Cuando nos sentimos así,
comenzamos a buscar desesperadamente un rastro de la persona o de alguna cosa
que nos devuelva la tranquilidad y la seguridad. Pero, normalmente, existe una
relación proporcional entre nuestra desesperación y la oscuridad que vamos
sintiendo en nuestro reducido horizonte. Se cierran las ventanas de los
sentidos y, a veces, no percibimos ni lo que es evidente ante nuestros ojos; de
tal manera nos embotamos que ni siquiera oímos los llamados que nos hacen a través
de los altavoces... Los minutos parecen horas y las horas, siglos... Tratamos
de mantener la calma, pero no podemos; nos gana la confusión y perdemos del
todo la paz interior. ¿Dónde buscar? ¿A quién pedir ayuda? ¿Cómo resolver esta
situación? ¿Dónde se nos perdió el rastro?
Cuando un niño se
pierde, tal vez lo peor que puede hacer es ponerse a buscar por sí mismo una
salida del laberinto en el que se encuentra. Creo que le iría mejor si se
tranquilizara y se dejara buscar por los mayores que, con mucha seguridad,
estarán escudriñando por todas partes, con preocupación, tras su rastro. No
parece una postura muy proactiva, pero si el niño se mueve mucho de sitio, es
factible que termine jugando a las escondidas con los que lo están buscando.

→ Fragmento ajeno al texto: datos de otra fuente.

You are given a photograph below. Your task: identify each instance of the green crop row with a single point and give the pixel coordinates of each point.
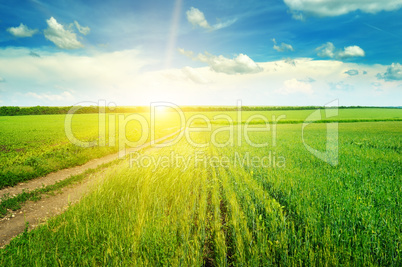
(237, 205)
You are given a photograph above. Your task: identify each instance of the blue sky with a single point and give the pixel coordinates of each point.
(272, 52)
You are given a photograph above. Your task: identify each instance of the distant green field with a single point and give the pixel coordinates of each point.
(294, 210)
(356, 114)
(35, 145)
(32, 146)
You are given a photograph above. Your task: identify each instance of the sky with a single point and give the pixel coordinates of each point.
(267, 52)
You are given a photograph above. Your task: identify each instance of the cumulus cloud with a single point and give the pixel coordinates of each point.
(197, 19)
(282, 47)
(241, 64)
(352, 72)
(328, 50)
(295, 86)
(340, 86)
(393, 73)
(22, 31)
(330, 8)
(33, 54)
(194, 75)
(62, 38)
(50, 97)
(81, 29)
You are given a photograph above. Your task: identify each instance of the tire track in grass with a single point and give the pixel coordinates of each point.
(66, 173)
(37, 212)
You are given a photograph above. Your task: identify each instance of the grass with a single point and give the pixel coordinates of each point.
(33, 146)
(15, 202)
(304, 212)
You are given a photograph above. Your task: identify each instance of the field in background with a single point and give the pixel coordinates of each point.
(35, 145)
(304, 212)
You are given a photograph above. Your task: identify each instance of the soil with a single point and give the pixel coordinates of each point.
(38, 212)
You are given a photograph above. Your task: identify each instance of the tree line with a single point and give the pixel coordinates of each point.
(45, 110)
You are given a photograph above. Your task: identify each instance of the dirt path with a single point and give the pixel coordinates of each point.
(53, 177)
(38, 212)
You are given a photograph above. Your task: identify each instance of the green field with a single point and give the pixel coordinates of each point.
(219, 206)
(32, 146)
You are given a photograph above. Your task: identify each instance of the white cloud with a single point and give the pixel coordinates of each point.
(194, 75)
(340, 86)
(50, 97)
(241, 64)
(283, 47)
(328, 50)
(293, 86)
(393, 73)
(22, 31)
(351, 51)
(330, 8)
(120, 77)
(62, 38)
(352, 72)
(81, 29)
(197, 19)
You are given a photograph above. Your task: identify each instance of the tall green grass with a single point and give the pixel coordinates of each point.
(306, 212)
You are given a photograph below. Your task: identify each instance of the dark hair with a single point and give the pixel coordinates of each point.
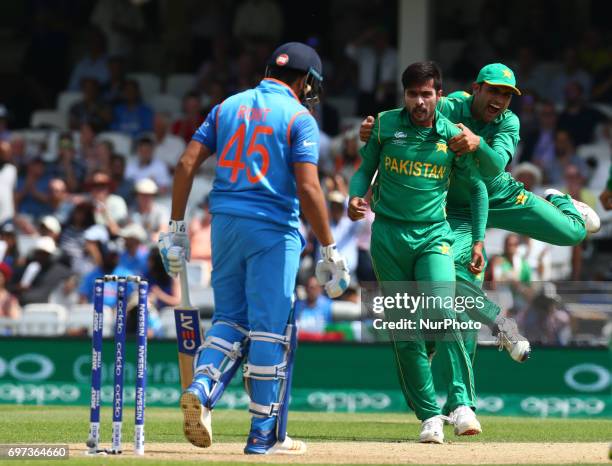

Por eso, lo más sencillo parece ser que el niño deje de buscar y más bien ‘se
deje encontrar’. Esa persona que lo ama y lo extraña, no descansará hasta
encontrarlo, para llevarlo a un lugar tranquilo donde pueda reposar y
recuperarse del susto que ha tenido.
De estas
cosas estaba hablando Jesús cuando dijo: “Nadie puede venir a mí, si no lo trae
el Padre, que me ha enviado”. Cuando nos perdemos por los caminos de nuestras
vidas, no es fácil que volvamos a recuperar el rastro de Dios por nuestra
propia iniciativa. Entre más buscamos y entre más desesperados estamos, se va
haciendo más difícil encontrar la salida de nuestro propio laberinto interior.
Por eso, sin llamar a una pasividad resignada, es importante recordar que el
camino que nos conduce hasta Dios, supone una cierta actividad pasiva de
dejarse encontrar por aquel que nos ama y que no descansará hasta encontrarnos,
para llevarnos a un lugar tranquilo, junto a Él.